DSC_0480If it’s raining where you  are, consider dismantling or demolishing something that’s been an eyesore in your life for too many years. It worked for me.

Yesterday Diane and I were depressed about the rain, which we were expecting in the afternoon but came in the morning. So we destroyed the old Wurlitzer organ, which has been sitting on our porch since my mom passed away last fall.

That was fun, so we moved on to the old pickup camper that’s been parked in the trees behind our house for 16 years or so.

We bought it in the early ’90s when we were living in International Falls. I had recently purchased a 1967 Dodge 100 pickup, and a few months later we found the Tel Star camper of about a the same vintage. We didn’t travel a lot with it, but it become living quarters for us and later my brother and sister-in-law.

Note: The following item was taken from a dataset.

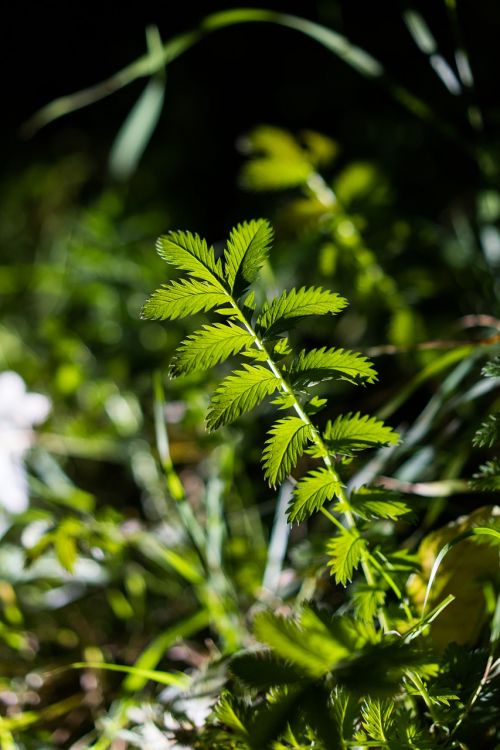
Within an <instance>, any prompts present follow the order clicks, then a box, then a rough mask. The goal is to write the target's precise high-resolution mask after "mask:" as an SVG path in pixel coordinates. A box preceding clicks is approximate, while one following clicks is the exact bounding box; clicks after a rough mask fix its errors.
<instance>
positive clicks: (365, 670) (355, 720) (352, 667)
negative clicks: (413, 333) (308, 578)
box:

Shortly after Cedar was born in 1995 we stayed in it in Detroit Lakes when Diane was teaching a summer school class at the technical college. The next summer we had it set up next to the teepee on our Rum River property, before the mosquitoes drove us indoors to the farmhouse where Jim and Debbie were living (and where we live now).

After that Jeff and Linda lived in a duplex of the pickup camper and their VW camper before they moved into the farmhouse when we went back to Da Falls.

It’s been sitting in its current location since we moved her permanently in 1997, growing less and less watertight and mouse proof. For years, Diane’s been complaining about the air of white-trashiness it lends to our yard, and I’ve been defending the old beast, pretending it may serve a purpose someday, mainly out of the desire not to do anything with it because it would either cost money or take time and effort.

So yesterday on a whim I started in with a hammer, a super bar, and a pruning shears (to cut wires and hoses and copper tubing for the propane stove). I completely lost track of time as I pulled paneling and insulation from the walls, pried loose cabinet doors, and uncovered an impressive array of mouse nests.

I’m down to the basic wood structure and aluminum sides now, wondering if I should set a match to what’s left, hoping it falls down when the wood burns, or put the circular saw blade on backwards and start cutting aluminum.

The result will be one less eyesore, lots of splinters, and the satisfaction of wrecking something that needs wrecking. Also something salvaged: a rainy day.